不是因为愤怒,而是因为在仪轨的逻辑框架之内,周曜的那几句话精准地击中了一个无法自洽的矛盾。
黑人屠杀达利特的时候,没有人举起种族歧视的旗帜。
达利特反击的时候,旗帜却举起来了。
这就意味着在仪轨的使用者眼中,达利特的命不配享有“被歧视”的资格。
而这个判断本身,恰恰就是最纯粹的种族歧视,仪轨的逻辑开始自我矛盾了。
天穹之上那些由种族歧视仪轨显化出的种种异象开始扭曲变形。
那些慈悲的白光虚影如同被揉皱的纸片一般皱缩坍塌,悬浮在高空的法官之锤表面出现了密密麻麻的裂纹,锤身正在以肉眼可见的速度消融。
那柄锤子不知道该砸向谁了。
砸向达利特?他们是反击者,不是歧视者。
砸向黑人?他们是仪轨的发起者,仪轨不会审判自己的主人。
可如果既不砸向达利特也不砸向黑人,那这场审判本身便失去了意义,仪轨的运转便会因为逻辑的断裂而自行崩溃。
主持仪轨的帮派领袖遭到了最为直接的反噬。
他的身躯猛然一颤,双目之中的神采如同被抽走了一般迅速黯淡,只剩下一片空洞的白色。
“我没有!我没有!”
他张口试图反驳,然而话语出口的一刻他便意识到自己根本不知道该反驳什么。
他的思维在仪轨崩溃的冲击之下变得混乱不堪,只能不断重复着这几个单调的音节,如同一台程序出错的机器陷入了死循环。

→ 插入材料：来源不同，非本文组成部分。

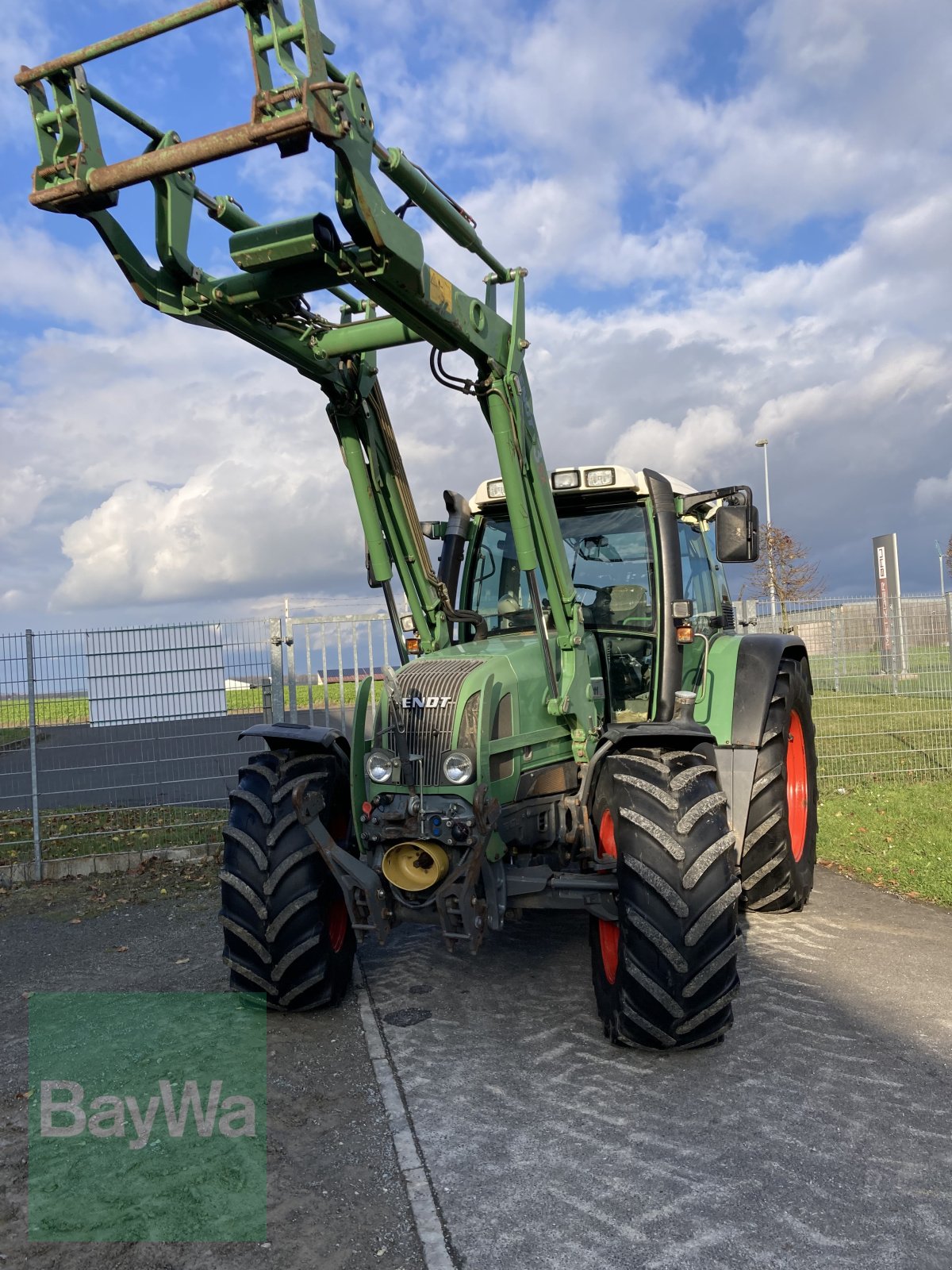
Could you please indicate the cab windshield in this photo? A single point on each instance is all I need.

他身后那尊虚假的慈悲虚影在这一刻彻底碎裂,化为漫天的光尘消散在了血色的天穹之中。
这下不止是法阎,就连玉京学府的伪神长老以及远处观望的希伯来家族血裔,面上都浮现出了难以掩饰的惊愕之色,尤其是希伯来家族的人。
虽然眼下他们与伊甸园学府同属联合阵营,但在更漫长的历史中,希伯来家族与伊甸园学府之间有过多次交锋,深知黑人族裔那两大仪轨的难缠程度。
零元购几乎无法从正面破解,种族歧视仪轨更是让希伯来家族吃尽了苦头。
曾经有一位希伯来家族的伪神强者在与黑人帮派的冲突中被种族歧视仪轨锁定,尽管他在整个过程中没有说过一句带有歧视性质的话语,最终仍然被判定为“隐性歧视者”,修为被削去了三成。

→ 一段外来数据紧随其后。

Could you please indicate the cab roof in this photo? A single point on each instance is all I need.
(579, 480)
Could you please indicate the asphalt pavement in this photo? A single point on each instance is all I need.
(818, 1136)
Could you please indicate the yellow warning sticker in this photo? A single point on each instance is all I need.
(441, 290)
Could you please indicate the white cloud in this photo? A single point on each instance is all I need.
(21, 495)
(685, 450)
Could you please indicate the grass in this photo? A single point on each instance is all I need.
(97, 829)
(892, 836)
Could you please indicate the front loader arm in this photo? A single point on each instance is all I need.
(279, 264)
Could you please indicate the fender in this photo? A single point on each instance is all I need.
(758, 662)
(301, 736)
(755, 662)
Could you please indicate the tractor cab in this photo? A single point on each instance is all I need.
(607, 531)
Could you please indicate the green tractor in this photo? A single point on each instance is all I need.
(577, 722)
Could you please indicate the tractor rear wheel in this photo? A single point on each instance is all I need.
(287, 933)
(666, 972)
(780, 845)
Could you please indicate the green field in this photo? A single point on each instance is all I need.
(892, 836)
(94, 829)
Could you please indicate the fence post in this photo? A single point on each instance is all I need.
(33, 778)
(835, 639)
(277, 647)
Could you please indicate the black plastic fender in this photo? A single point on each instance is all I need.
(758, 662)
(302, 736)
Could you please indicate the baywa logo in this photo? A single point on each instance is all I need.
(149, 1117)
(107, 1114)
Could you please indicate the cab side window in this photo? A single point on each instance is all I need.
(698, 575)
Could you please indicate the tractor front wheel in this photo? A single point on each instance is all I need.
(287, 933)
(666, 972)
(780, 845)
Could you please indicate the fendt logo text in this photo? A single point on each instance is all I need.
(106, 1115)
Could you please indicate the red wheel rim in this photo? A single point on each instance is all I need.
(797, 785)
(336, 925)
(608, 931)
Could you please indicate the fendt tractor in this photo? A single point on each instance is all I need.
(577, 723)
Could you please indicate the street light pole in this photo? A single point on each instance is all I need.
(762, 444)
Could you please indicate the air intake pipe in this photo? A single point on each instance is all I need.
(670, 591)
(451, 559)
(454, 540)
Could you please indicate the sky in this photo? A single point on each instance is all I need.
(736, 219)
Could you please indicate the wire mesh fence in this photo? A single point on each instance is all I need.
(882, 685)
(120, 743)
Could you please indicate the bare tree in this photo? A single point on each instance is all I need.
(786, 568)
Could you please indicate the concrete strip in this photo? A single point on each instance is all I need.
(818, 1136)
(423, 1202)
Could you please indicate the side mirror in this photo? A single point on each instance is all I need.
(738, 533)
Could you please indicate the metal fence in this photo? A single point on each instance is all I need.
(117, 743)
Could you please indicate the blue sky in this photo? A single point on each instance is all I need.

那之后希伯来家族再也不敢正面触碰这套仪轨,只能选择绕道而行,可现在他们亲眼看到了一个人用几句话便让种族歧视仪轨自我崩溃。
不是以力破之,不是以法解之,而是让仪轨的逻辑链条自相矛盾,从内部瓦解。
这种解法他们不是没有想过,但从未有人真正做到。
因为想要做到这一点,需要对种族歧视仪轨的底层逻辑有比使用者本身更加透彻的理解。
你必须比黑人更懂种族歧视,而周曜显然做到了。
周曜对于众人少见多怪的反应并不在意。
也就是失落神话时代遗失了太多东西,导致这些人面对这类手段时缺乏足够的应对经验。
放在他上一世所处的时代里,这种“魔法对轰”早就习以为常了。
零元购也好,种族歧视也罢,在那个时代不过是社会问题的两个切面,有人拿它们当武器,自然就有人研究出了反制的手段。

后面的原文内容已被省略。